E saiu junto á sua prima, deixando Kiyara de olhos lacrimejando e uma cara apavorada. Seu coração batia a mil, ela estava com medo do albino...
[...]
– Vai ficar aí parada mesmo? — Utau voltou e se abaixou, ficando ao lado da morena, que desviou o olhar do chão para seu rosto vagarosamente, estava mais pálida que o normal e de olhos lacimejados.
– N-não consigo m-me mexer. — Respondeu em um fio de voz trêmulo.
– Está com medo do Fuusuke? — Perguntou à vampira que acenou positivamente e devagar com a cabeça. Utau suspirou pesadamente. — Entendo... tenho que pedir para ele parar... mas não fique assim, ele não vai mais fazer nada. — Utau levantou-se e estendeu á mão a vampira, que aceitou hesitante e tremendo. O olhar frio do albino tinha lhe penetrado de uma forma tão profunda e... assustadora, que ela mal falava.
– Ei, Fuusuke! — Utau se aproximou do primo, ainda segurando a mão de Kiyara, como se ela fosse uma criança indefesa. O albino encarou a garota de canto de olho, inexpressivo.
– O que foi? — Sua voz saiu grossa e em tom rude, o que não é nenhuma novidade.
– Assustou a garota. — Fez um leve gesto com a cabeça apontando para Kiyara. — Devia pedir desculpas.
– Não farei isso. Ela mereceu. — Respondeu friamente.
– Como você é cruel! — Utau se indignou com a atitude do primo. — Você já está passando dos limites!
– É, talvez. — Suzuno não fez nenhuma questão de continuar a conversa.
– Porque a odeia tanto? — Perguntou lhe encarando.
– Isso não é da sua conta. — Suzuno mudou seu rumo para o corredor dos quartos.

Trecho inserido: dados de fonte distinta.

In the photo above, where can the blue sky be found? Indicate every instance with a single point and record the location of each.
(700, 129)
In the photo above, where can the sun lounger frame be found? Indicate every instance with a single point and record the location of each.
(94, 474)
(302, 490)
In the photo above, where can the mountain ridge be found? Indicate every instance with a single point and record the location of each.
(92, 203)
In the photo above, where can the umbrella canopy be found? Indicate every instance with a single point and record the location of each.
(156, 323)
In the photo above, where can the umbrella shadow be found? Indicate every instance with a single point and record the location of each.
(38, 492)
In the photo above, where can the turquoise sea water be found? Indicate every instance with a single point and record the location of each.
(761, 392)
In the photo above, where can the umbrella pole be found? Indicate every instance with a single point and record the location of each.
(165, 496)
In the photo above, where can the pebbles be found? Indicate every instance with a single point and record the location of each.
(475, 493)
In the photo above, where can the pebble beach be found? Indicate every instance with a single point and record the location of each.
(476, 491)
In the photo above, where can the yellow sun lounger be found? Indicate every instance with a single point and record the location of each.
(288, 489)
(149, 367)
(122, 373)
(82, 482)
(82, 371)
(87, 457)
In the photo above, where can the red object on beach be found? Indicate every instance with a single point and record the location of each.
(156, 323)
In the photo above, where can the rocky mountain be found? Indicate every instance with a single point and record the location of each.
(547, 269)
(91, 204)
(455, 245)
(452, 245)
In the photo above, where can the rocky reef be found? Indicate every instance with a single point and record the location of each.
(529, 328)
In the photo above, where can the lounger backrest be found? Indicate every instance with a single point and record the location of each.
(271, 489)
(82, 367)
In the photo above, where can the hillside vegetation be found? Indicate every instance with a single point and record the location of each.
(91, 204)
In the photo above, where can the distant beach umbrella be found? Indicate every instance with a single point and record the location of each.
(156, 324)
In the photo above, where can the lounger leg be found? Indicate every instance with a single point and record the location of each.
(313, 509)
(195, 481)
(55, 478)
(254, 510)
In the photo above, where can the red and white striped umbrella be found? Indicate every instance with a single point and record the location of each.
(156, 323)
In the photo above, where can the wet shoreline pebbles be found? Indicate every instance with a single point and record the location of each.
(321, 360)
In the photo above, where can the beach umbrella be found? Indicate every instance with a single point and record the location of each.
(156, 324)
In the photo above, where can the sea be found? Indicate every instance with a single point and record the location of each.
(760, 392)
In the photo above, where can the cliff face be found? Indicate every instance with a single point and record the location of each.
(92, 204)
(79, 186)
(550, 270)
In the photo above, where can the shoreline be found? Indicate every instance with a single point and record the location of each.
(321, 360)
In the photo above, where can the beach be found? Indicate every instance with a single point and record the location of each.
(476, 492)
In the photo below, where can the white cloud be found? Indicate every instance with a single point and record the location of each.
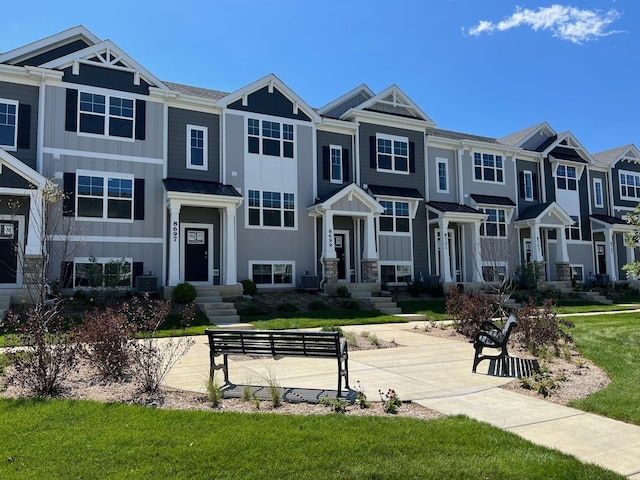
(566, 22)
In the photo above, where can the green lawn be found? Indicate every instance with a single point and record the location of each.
(613, 343)
(78, 439)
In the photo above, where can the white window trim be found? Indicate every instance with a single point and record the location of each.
(627, 172)
(495, 169)
(393, 138)
(410, 217)
(14, 147)
(272, 263)
(105, 197)
(339, 149)
(102, 261)
(529, 174)
(445, 162)
(396, 265)
(107, 116)
(596, 203)
(282, 210)
(205, 147)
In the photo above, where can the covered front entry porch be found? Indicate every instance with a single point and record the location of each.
(346, 247)
(455, 247)
(202, 247)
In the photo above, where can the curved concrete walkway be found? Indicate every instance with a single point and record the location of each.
(436, 373)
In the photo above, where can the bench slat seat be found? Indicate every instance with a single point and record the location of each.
(278, 344)
(492, 336)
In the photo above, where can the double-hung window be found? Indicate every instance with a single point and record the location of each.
(488, 167)
(598, 198)
(392, 153)
(270, 138)
(271, 209)
(572, 232)
(336, 163)
(272, 273)
(104, 196)
(443, 175)
(197, 147)
(106, 115)
(630, 186)
(395, 217)
(8, 124)
(566, 177)
(496, 223)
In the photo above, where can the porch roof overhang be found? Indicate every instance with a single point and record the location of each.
(455, 212)
(604, 222)
(349, 192)
(34, 178)
(536, 215)
(201, 193)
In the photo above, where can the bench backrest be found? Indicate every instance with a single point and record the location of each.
(274, 343)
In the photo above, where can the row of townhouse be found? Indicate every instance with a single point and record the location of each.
(208, 187)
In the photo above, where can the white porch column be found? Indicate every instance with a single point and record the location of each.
(478, 253)
(329, 243)
(174, 243)
(631, 256)
(230, 247)
(36, 228)
(612, 266)
(445, 259)
(562, 255)
(536, 244)
(370, 250)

– Não vai mais procurar a chapinha? — Indgou, insistindo em continuar o diálogo.
– Não estou mais interessado no prêmio. — Disse simplesmente antes de fechar a porta de seu quarto de vez.
– Tudo bem então... — Diz Utau para em seguida dar um longo suspiro e seguir seu caminho. Levaria Kiyara para seu quarto, a mesma estava traumatizada.
[...]
– Desisto! Aquele treco deve ter evaporado de vez e... — Midorikawa reclamava enquanto voltava para a sala ofegante e lá... encontrou mais duas pessoas além de Edgar.– Mioko? Madoka? O que fazem aqui?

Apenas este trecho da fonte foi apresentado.